CRY BABY
I've been bursting into tears at the weirdest things... I decided to put everything aside last night and cuddled up on the couch to watch some old Junk Gypsy shows I recorded and two minutes into the first one - when she said "I love your moldings" I lost it. I literally sobbed for the rest of the show. I think the title of it was Happy Living Room too. Ironic.
I know that part of it - a lot of it - has to do with all my shit in storage and all over the place. Everything I love is boxed or binned and I have no idea what is where... I opened this bin and found my whole life in pictures thrown inside...
Things are starting to collapse...
The Dad makes fun of me to anyone that will listen... he goes on and on like he's doing a stand up routine for HBO about how he has to walk sideways in the house because there's not a wide enough space to walk straight through. I hear things fall and him swearing every morning when he knocks something over in the garage. He keeps saying he just wants to have his car in the garage by October. I honestly don't see that happening.
I'll admit - I'm definitely a hoarder... well - collector. I'm proud of the fact that I always surrounded myself with things that I love. Because of that, I'm having a really hard time with all of this chaos. I've been getting some advice - throw it all out... get rid of it. That's not as easy as you think. And why should I?

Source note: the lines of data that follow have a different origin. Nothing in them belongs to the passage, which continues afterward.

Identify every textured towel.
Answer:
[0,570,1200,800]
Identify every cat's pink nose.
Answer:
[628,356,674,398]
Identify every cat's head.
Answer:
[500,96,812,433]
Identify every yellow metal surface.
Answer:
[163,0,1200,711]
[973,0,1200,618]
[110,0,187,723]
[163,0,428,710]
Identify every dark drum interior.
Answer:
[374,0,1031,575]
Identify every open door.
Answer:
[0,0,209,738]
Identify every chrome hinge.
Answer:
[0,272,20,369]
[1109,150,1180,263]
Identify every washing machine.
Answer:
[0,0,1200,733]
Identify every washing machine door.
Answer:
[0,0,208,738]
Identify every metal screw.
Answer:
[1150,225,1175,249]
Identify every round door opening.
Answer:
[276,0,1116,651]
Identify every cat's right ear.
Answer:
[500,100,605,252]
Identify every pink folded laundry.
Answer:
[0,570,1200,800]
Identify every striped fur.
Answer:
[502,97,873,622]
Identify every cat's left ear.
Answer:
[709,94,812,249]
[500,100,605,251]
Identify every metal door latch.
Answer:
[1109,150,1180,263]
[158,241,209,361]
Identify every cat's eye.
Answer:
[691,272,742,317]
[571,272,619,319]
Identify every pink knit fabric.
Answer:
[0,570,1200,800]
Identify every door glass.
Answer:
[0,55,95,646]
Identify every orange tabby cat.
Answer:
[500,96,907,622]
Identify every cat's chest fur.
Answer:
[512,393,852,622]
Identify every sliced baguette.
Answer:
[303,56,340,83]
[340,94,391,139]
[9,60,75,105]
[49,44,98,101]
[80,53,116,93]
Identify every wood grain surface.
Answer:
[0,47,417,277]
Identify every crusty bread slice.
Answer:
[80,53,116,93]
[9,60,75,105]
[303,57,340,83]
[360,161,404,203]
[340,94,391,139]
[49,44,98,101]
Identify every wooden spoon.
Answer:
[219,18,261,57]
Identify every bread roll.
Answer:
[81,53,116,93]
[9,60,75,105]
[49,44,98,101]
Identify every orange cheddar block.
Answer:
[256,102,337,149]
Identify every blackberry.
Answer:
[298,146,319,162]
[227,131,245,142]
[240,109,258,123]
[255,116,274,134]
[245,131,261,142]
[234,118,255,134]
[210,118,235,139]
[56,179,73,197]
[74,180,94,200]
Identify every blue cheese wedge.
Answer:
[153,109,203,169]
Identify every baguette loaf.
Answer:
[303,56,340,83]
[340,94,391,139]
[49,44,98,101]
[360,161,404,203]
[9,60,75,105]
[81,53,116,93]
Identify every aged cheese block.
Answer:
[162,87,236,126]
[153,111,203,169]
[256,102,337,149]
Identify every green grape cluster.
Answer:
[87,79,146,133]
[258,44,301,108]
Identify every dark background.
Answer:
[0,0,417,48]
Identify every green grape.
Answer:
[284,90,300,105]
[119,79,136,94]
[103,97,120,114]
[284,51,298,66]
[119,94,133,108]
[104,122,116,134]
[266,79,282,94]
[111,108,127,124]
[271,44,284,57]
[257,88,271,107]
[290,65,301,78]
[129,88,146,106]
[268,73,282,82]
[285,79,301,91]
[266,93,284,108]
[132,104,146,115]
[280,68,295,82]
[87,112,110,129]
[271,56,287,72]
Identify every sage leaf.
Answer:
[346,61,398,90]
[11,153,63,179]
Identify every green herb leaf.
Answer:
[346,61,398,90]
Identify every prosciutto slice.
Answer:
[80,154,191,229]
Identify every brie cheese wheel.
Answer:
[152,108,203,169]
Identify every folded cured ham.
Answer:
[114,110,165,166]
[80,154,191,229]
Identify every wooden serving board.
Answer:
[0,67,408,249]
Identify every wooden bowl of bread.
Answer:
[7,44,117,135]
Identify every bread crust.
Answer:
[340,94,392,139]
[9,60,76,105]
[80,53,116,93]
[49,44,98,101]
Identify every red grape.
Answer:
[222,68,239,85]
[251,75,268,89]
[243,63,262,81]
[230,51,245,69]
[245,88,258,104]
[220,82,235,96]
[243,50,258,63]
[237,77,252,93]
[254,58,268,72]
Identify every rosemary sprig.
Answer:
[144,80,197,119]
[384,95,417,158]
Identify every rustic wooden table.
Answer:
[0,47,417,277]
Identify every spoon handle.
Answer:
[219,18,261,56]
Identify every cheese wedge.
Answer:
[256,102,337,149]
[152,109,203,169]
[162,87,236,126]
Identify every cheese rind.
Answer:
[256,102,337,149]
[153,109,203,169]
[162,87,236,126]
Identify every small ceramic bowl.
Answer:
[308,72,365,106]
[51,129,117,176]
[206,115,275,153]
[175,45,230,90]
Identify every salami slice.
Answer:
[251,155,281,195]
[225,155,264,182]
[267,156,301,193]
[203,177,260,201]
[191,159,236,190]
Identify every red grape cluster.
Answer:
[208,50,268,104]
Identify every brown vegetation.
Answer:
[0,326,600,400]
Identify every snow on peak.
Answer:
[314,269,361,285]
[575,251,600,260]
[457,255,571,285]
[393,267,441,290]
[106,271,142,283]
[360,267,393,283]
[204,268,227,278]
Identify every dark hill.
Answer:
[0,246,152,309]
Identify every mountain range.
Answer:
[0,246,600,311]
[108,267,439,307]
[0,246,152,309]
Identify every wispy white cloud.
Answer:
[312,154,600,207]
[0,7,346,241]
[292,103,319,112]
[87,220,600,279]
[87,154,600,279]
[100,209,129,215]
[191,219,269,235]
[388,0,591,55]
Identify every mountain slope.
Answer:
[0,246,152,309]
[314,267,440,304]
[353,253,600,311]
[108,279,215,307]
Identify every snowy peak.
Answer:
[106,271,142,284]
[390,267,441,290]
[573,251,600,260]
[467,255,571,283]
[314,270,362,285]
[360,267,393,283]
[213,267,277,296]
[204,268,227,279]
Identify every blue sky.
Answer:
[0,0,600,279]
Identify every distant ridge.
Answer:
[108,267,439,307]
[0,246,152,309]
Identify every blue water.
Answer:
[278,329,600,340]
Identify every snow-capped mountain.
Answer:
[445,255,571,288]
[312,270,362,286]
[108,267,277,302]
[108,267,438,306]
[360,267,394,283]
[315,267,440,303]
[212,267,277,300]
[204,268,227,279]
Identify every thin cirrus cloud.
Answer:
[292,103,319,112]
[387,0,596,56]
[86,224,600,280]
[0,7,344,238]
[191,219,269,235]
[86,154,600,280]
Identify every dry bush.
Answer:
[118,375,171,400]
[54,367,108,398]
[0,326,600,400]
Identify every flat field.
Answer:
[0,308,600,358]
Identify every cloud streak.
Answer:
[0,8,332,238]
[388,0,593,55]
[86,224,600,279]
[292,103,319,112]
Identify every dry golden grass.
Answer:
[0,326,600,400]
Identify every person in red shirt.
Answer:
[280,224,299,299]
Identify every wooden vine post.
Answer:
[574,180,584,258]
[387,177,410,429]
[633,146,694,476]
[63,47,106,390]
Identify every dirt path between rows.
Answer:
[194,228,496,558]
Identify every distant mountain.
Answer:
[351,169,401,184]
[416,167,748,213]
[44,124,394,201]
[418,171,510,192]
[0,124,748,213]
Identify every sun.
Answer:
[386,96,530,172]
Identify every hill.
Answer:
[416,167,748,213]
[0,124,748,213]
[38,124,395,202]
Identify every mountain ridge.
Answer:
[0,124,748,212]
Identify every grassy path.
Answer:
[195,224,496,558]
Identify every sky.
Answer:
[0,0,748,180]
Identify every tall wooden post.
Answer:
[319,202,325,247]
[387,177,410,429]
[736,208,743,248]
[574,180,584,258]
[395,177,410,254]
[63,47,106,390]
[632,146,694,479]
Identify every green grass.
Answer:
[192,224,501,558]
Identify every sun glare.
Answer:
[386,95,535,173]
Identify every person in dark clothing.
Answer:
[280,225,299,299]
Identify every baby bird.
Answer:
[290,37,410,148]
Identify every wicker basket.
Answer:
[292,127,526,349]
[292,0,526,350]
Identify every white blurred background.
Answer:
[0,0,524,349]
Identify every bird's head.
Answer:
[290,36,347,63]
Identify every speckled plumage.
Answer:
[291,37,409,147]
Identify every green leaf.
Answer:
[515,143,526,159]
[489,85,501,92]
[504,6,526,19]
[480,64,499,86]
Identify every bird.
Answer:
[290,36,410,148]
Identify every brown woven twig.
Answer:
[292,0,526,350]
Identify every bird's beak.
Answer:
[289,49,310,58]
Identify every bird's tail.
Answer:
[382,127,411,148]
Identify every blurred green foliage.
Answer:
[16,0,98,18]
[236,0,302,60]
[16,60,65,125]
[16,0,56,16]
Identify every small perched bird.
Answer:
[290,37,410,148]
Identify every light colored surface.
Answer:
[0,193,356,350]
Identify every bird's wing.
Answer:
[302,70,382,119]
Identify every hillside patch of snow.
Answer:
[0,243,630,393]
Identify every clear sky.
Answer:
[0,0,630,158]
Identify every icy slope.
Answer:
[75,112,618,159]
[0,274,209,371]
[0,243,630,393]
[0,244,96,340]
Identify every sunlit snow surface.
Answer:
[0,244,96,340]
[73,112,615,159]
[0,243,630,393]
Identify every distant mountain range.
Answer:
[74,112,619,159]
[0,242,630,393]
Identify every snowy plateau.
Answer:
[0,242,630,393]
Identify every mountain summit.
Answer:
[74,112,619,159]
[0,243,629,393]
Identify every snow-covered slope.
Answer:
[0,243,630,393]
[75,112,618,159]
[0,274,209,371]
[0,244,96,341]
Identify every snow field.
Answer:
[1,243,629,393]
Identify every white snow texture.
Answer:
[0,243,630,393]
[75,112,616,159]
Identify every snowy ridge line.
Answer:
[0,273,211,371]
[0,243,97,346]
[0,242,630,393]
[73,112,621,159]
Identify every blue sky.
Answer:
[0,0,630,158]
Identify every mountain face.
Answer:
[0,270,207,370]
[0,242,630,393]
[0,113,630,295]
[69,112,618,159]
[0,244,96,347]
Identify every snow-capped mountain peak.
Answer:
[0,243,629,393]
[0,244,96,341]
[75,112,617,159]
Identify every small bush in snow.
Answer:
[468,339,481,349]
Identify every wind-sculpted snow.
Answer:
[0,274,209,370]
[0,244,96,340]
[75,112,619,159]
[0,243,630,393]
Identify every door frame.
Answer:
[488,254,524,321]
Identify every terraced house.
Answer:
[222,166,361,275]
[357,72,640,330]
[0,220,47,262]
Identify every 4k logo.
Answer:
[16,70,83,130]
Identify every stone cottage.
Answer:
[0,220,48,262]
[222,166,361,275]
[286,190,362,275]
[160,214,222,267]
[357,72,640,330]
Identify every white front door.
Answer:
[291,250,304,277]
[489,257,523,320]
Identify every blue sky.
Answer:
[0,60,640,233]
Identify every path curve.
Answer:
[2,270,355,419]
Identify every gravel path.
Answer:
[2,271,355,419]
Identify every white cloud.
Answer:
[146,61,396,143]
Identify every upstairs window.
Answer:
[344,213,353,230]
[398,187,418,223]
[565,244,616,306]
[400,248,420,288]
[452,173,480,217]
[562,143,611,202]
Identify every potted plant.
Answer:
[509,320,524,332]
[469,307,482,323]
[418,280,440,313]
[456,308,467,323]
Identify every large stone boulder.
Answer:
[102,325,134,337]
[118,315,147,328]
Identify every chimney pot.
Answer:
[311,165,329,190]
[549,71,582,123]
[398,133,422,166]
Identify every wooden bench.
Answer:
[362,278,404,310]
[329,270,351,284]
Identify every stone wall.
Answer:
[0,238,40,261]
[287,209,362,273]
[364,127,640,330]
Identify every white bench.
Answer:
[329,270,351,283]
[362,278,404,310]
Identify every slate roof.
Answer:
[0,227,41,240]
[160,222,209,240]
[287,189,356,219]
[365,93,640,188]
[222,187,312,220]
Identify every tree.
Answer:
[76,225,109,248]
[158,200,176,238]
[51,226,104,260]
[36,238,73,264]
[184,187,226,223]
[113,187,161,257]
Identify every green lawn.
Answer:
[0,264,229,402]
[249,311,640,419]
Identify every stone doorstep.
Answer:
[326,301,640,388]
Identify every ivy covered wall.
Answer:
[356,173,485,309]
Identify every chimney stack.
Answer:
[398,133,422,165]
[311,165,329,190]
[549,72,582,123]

So what did I do the other night? I bought a Total Gym. You know - because I don't have any place to put it and we use the other exercise equipment down there all the time like The Dad's giant treadmill and my original Pilates machine that I can't even unfold! I can make a Total Gym fit down there - I swear I can! I was feeling really terrible and freaking out over everything in the game room and I somehow thought this would make things right.... I even made The Dad put QVC on and watch the whole spiel and he was all for it. I really thought by the time it arrived I would get the downstairs under control and all would be well in the world - or at least all would be well in the game room.
I ended up canceling it before it shipped. I got yelled at by my Friday night peeps and that night, when I confessed my sins about ordering it a couple hours prior to Chrissy, she yelled at me and said, "why didn't you buy a piece of fucking jewelry like most people do when they are depressed?"
I guess she's right. A Mariana bracelet does take up less space than a Total Gym.